Random Search
Grid and Random Search
With our tuning problem well-defined, what are basic methods to solve it? The most frequently used baselines are grid search and random search. Both of them pick a sequence of hyperparameter configurations, evaluate the objective for all of them, and return the configuration which attained the best metric value. This sequence is chosen independently of any metric values received in the process, a property which not only renders these baselines very simple to implement, but also makes them embarrassingly parallel.
Grid and Random Search (figure by Bergstra & Bengio) |
For grid search, we place a grid on each hyperparameter range, which is
uniformly or log-uniformly spaced. The product of these grids determines the
sequence, which can be traversed in regular and random ordering. An obvious
drawback of grid search is that the size of this sequence is exponential in the
number of hyperparameters. Simple “nested loop” implementations are
particularly problematic: if they are stopped early, HPs in outer loops are
sampled much worse than those in inner loops. As seen in the figure above,
grid search is particularly inefficient if some HPs are more important for the
objective values than others. For all of these reasons, grid search is not a
recommended baseline for HPO, unless very few parameters have to be tuned.
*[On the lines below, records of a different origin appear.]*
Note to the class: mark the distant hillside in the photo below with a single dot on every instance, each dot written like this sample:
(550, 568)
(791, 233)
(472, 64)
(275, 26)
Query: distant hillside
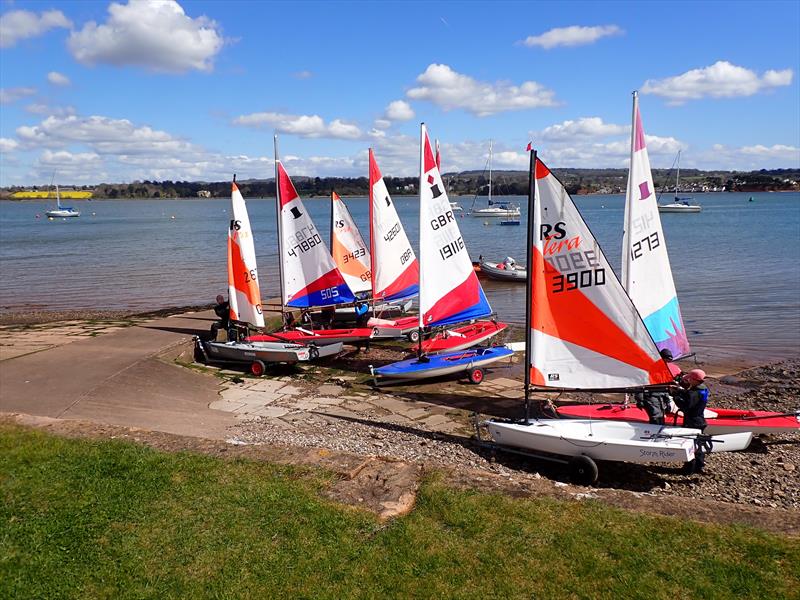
(466, 183)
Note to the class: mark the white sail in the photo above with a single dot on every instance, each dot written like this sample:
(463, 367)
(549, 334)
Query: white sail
(350, 252)
(395, 270)
(585, 332)
(244, 295)
(449, 289)
(646, 271)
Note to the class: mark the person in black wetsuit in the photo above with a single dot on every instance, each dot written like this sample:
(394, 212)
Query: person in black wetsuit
(223, 311)
(655, 403)
(692, 397)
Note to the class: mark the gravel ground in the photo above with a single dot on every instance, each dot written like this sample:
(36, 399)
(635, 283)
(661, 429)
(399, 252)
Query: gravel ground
(767, 474)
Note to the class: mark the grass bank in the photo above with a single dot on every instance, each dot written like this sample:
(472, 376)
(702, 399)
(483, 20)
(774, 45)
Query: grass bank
(109, 519)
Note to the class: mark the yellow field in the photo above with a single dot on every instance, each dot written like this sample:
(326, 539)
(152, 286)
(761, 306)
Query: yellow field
(65, 194)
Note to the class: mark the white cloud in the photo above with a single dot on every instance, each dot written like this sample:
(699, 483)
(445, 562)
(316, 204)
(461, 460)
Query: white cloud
(308, 126)
(9, 95)
(103, 135)
(58, 79)
(571, 36)
(154, 34)
(7, 144)
(720, 80)
(585, 127)
(399, 110)
(448, 89)
(22, 24)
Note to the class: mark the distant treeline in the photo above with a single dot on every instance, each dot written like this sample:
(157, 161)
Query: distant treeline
(467, 183)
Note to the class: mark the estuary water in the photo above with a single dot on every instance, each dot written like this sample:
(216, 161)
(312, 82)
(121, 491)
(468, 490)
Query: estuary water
(736, 264)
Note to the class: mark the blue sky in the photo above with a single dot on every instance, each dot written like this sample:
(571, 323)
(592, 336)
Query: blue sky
(154, 89)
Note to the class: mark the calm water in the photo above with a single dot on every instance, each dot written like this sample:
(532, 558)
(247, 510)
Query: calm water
(736, 264)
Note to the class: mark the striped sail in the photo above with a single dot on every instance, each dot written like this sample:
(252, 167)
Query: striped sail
(646, 271)
(449, 288)
(348, 248)
(243, 293)
(585, 331)
(310, 277)
(395, 270)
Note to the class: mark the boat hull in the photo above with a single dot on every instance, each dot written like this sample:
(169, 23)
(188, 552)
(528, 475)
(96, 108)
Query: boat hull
(609, 440)
(460, 338)
(444, 364)
(725, 421)
(321, 337)
(493, 272)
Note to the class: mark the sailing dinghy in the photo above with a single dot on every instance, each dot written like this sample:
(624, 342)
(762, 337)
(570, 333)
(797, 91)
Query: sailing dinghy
(584, 334)
(309, 275)
(449, 289)
(244, 297)
(647, 277)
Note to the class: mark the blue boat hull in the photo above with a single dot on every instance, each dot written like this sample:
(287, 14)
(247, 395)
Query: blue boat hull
(444, 364)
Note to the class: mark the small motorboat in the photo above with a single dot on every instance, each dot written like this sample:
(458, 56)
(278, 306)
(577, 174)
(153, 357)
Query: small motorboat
(471, 362)
(508, 270)
(320, 337)
(609, 440)
(462, 337)
(720, 420)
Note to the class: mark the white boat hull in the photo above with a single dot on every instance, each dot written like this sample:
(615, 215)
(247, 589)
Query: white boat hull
(609, 440)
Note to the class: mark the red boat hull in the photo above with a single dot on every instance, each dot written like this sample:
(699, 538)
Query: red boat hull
(726, 421)
(463, 337)
(321, 337)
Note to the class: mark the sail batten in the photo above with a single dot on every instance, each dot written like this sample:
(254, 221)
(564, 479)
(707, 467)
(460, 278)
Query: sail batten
(310, 276)
(646, 269)
(244, 295)
(585, 332)
(449, 289)
(395, 270)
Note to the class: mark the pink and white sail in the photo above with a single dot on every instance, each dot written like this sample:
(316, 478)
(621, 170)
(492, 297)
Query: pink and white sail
(646, 271)
(449, 289)
(348, 248)
(585, 332)
(395, 270)
(309, 275)
(244, 295)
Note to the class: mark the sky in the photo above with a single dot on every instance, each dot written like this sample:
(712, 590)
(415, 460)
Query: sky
(195, 90)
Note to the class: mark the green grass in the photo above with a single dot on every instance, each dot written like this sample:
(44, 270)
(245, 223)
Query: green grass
(112, 519)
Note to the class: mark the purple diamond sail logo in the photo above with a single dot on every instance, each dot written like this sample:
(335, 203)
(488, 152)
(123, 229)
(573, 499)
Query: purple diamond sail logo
(644, 190)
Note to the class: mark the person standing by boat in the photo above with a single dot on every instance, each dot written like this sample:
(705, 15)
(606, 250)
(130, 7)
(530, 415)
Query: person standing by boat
(692, 398)
(223, 311)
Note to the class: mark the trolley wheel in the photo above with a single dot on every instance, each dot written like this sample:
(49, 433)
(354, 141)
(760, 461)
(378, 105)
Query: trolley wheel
(583, 469)
(476, 376)
(257, 368)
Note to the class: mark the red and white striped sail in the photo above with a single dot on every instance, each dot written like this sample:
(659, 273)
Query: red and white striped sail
(348, 248)
(244, 295)
(585, 331)
(449, 291)
(395, 270)
(310, 277)
(646, 271)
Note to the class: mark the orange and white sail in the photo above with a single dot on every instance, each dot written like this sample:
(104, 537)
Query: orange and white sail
(395, 270)
(646, 271)
(350, 252)
(585, 331)
(244, 295)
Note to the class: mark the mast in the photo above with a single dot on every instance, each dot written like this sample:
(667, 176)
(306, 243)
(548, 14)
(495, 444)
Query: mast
(280, 229)
(626, 272)
(490, 172)
(419, 258)
(529, 282)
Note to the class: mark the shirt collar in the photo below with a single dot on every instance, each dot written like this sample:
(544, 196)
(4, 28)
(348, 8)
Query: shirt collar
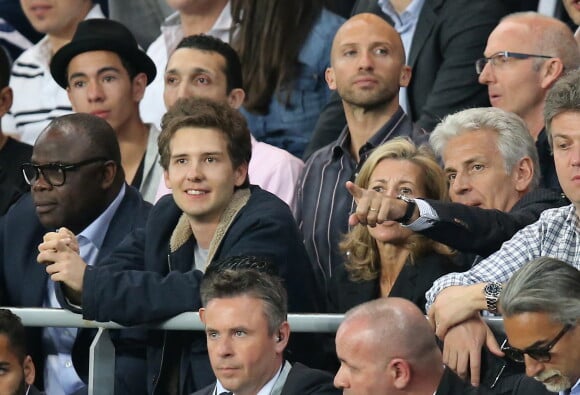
(265, 390)
(409, 15)
(97, 230)
(386, 132)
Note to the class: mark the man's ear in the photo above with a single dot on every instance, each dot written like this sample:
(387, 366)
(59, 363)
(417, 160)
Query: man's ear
(29, 370)
(240, 174)
(551, 70)
(6, 97)
(400, 373)
(109, 174)
(523, 174)
(330, 78)
(281, 337)
(236, 98)
(405, 77)
(138, 86)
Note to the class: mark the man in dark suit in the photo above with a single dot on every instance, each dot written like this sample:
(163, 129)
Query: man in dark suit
(442, 40)
(493, 170)
(367, 70)
(387, 346)
(76, 181)
(213, 213)
(245, 318)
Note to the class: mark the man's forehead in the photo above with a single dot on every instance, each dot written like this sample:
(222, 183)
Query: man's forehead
(60, 145)
(192, 58)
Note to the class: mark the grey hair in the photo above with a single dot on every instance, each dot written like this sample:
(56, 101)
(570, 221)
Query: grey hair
(562, 97)
(514, 139)
(550, 37)
(544, 285)
(397, 325)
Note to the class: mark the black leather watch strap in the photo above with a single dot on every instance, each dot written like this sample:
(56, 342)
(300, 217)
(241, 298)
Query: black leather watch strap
(409, 211)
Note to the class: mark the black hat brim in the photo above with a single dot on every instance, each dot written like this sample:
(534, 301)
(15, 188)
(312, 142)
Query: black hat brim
(62, 58)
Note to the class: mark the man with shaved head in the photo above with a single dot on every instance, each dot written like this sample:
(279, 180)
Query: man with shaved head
(387, 345)
(367, 69)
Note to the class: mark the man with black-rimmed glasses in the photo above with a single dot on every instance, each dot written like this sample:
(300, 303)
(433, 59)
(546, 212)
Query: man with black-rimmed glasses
(525, 54)
(76, 182)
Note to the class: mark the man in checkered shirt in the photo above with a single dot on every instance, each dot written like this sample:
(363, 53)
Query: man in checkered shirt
(455, 300)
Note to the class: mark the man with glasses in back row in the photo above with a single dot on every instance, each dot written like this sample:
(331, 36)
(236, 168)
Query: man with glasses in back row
(76, 181)
(525, 55)
(456, 299)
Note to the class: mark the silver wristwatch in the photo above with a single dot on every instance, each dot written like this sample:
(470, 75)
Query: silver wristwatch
(491, 292)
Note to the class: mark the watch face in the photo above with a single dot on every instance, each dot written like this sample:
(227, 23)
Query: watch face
(493, 289)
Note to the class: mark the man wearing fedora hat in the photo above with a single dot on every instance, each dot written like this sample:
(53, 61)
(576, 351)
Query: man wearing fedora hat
(37, 98)
(105, 74)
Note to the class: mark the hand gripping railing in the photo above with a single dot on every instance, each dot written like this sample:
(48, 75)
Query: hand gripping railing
(102, 352)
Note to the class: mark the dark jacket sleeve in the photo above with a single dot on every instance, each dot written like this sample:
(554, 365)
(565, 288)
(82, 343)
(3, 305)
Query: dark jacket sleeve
(330, 123)
(121, 291)
(480, 231)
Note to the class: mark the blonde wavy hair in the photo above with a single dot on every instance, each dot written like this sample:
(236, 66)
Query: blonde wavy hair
(362, 255)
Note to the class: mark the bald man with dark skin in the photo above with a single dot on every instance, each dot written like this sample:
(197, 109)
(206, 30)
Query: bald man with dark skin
(76, 183)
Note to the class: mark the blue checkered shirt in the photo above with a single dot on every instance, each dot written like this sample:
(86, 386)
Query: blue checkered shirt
(556, 234)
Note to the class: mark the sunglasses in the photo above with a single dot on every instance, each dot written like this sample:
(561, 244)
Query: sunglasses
(540, 354)
(53, 173)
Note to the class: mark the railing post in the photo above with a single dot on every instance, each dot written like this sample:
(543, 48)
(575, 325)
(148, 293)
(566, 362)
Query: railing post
(102, 364)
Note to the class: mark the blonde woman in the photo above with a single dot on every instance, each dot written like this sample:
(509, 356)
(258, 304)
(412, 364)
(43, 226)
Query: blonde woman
(389, 259)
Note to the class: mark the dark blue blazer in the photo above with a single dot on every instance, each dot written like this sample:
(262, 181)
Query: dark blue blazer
(23, 281)
(143, 281)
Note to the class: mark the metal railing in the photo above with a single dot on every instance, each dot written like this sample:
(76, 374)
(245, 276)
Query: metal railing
(102, 351)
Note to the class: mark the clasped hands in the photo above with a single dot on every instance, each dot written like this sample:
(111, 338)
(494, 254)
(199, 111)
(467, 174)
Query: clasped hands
(59, 252)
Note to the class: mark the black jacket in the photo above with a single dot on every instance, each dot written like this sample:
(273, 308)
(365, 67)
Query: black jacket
(24, 283)
(145, 280)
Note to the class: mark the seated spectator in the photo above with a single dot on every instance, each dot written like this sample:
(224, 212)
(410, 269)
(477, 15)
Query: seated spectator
(459, 297)
(214, 213)
(492, 166)
(37, 98)
(76, 181)
(284, 47)
(541, 311)
(386, 346)
(245, 317)
(105, 74)
(525, 55)
(191, 17)
(18, 371)
(441, 39)
(367, 69)
(388, 259)
(204, 66)
(12, 152)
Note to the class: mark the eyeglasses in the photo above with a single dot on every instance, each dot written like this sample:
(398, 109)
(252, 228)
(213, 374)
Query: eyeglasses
(540, 354)
(53, 173)
(501, 58)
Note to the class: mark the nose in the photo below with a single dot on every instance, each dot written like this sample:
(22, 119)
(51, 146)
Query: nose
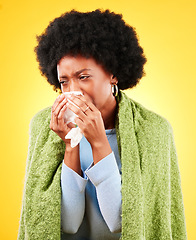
(74, 85)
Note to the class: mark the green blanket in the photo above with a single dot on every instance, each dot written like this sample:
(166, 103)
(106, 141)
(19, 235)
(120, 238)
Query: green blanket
(152, 203)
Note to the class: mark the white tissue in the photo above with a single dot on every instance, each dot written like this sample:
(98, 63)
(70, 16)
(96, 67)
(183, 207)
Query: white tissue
(75, 133)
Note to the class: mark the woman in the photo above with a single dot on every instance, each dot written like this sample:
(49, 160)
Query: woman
(122, 179)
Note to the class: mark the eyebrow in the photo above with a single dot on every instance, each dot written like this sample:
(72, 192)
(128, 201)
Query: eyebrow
(76, 73)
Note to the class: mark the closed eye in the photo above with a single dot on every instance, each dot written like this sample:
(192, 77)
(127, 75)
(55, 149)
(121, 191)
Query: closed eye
(83, 77)
(63, 82)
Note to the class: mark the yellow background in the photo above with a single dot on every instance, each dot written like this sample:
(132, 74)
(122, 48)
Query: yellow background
(167, 33)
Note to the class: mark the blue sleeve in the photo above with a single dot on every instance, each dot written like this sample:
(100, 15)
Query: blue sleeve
(73, 199)
(106, 178)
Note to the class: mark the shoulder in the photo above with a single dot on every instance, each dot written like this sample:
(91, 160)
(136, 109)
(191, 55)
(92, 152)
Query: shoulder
(148, 121)
(40, 119)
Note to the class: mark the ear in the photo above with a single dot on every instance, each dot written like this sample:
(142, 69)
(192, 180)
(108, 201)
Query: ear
(114, 80)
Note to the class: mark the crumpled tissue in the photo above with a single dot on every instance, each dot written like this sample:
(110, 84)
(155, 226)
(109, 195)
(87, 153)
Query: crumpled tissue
(74, 134)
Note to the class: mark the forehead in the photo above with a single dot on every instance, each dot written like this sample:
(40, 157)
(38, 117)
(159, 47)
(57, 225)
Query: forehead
(75, 63)
(72, 64)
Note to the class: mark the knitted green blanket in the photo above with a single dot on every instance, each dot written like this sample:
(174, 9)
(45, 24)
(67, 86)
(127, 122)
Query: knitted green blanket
(152, 203)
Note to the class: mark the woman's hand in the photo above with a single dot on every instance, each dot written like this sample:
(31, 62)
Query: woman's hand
(57, 123)
(90, 122)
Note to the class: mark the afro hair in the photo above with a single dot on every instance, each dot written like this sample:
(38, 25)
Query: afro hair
(102, 35)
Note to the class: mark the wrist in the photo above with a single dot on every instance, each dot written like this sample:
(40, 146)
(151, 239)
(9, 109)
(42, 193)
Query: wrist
(100, 150)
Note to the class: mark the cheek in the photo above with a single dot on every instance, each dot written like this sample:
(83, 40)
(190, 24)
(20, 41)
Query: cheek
(100, 94)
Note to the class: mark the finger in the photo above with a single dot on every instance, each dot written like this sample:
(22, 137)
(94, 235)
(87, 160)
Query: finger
(76, 110)
(59, 103)
(77, 101)
(59, 107)
(61, 122)
(87, 101)
(59, 99)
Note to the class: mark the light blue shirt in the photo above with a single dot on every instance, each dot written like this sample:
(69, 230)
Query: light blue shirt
(91, 205)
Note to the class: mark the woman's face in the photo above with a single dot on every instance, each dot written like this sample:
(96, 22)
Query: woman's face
(85, 75)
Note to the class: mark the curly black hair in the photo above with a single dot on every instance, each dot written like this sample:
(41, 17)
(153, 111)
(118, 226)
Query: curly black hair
(102, 35)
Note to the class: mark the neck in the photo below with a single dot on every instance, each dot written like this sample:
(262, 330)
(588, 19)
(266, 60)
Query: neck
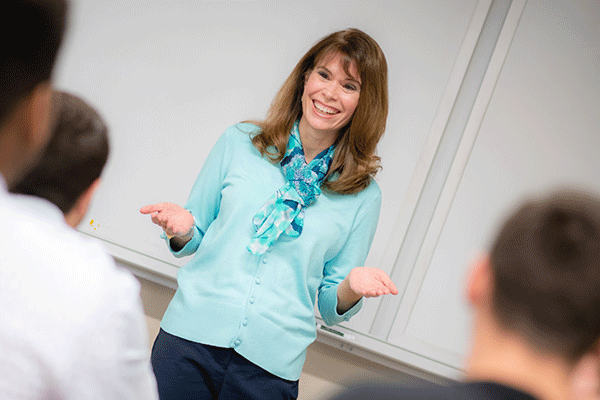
(507, 359)
(313, 141)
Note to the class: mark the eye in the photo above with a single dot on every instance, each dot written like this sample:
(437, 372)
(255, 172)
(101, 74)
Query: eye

Nevertheless, Syne provides an implementation in
GridSearcher
.
In random search, the sequence of configurations is chosen by independent sampling. In the simple case of interest here, each value in a configuration is chosen by sampling independently from the hyperparameter domain. Recall our search space:
from syne_tune.config_space import randint, uniform, loguniform
# Configuration space (or search space)
config_space = {
"n_units_1": randint(4, 1024),
"n_units_2": randint(4, 1024),
"batch_size": randint(8, 128),
"dropout_1": uniform(0, 0.99),
"dropout_2": uniform(0, 0.99),
"learning_rate": loguniform(1e-6, 1),
"weight_decay": loguniform(1e-8, 1),
}
Here, n_units_1
is sampled uniformly from 4,...,1024
, while
learning_rate
is sampled log-uniformly from [1e-6, 1]
(i.e., it is
exp(u)
, where u
is sampled uniformly in [-6 log(10), 0]
). As seen
in figure above, random search in general does better than grid search when
some HPs are more important than others.
Launcher Script for Random Search
Here is the launcher script we will use throughout this tutorial in order to run HPO experiments.
import logging
from argparse import ArgumentParser
from pathlib import Path
from syne_tune.backend import LocalBackend
from syne_tune.optimizer.baselines import (
RandomSearch,
BayesianOptimization,
ASHA,
MOBSTER,
)
from syne_tune import Tuner, StoppingCriterion
from syne_tune.config_space import randint, uniform, loguniform
# Configuration space (or search space)
config_space = {
"n_units_1": randint(4, 1024),
"n_units_2": randint(4, 1024),
"batch_size": randint(8, 128),
"dropout_1": uniform(0, 0.99),
"dropout_2": uniform(0, 0.99),
"learning_rate": loguniform(1e-6, 1),
"weight_decay": loguniform(1e-8, 1),
}
if __name__ == "__main__":
logging.getLogger().setLevel(logging.INFO)
# [1]
parser = ArgumentParser()
parser.add_argument(
"--method",
type=str,
choices=(
"RS",
"BO",
"ASHA-STOP",
"ASHA-PROM",
"MOBSTER-STOP",
"MOBSTER-PROM",
),
default="RS",
)
parser.add_argument(
"--random_seed",
type=int,
default=31415927,
)
parser.add_argument(
"--n_workers",
type=int,
default=4,
)
parser.add_argument(
"--max_wallclock_time",
type=int,
default=3 * 3600,
)
parser.add_argument(
"--experiment_tag",
type=str,
default="basic-tutorial",
)
args, _ = parser.parse_known_args()
# Here, we specify the training script we want to tune
# - `mode` and `metric` must match what is reported in the training script
# - Metrics need to be reported after each epoch, `resource_attr` must match
# what is reported in the training script
if args.method in ("RS", "BO"):
train_file = "traincode_report_end.py"
elif args.method.endswith("STOP"):
train_file = "traincode_report_eachepoch.py"
else:
train_file = "traincode_report_withcheckpointing.py"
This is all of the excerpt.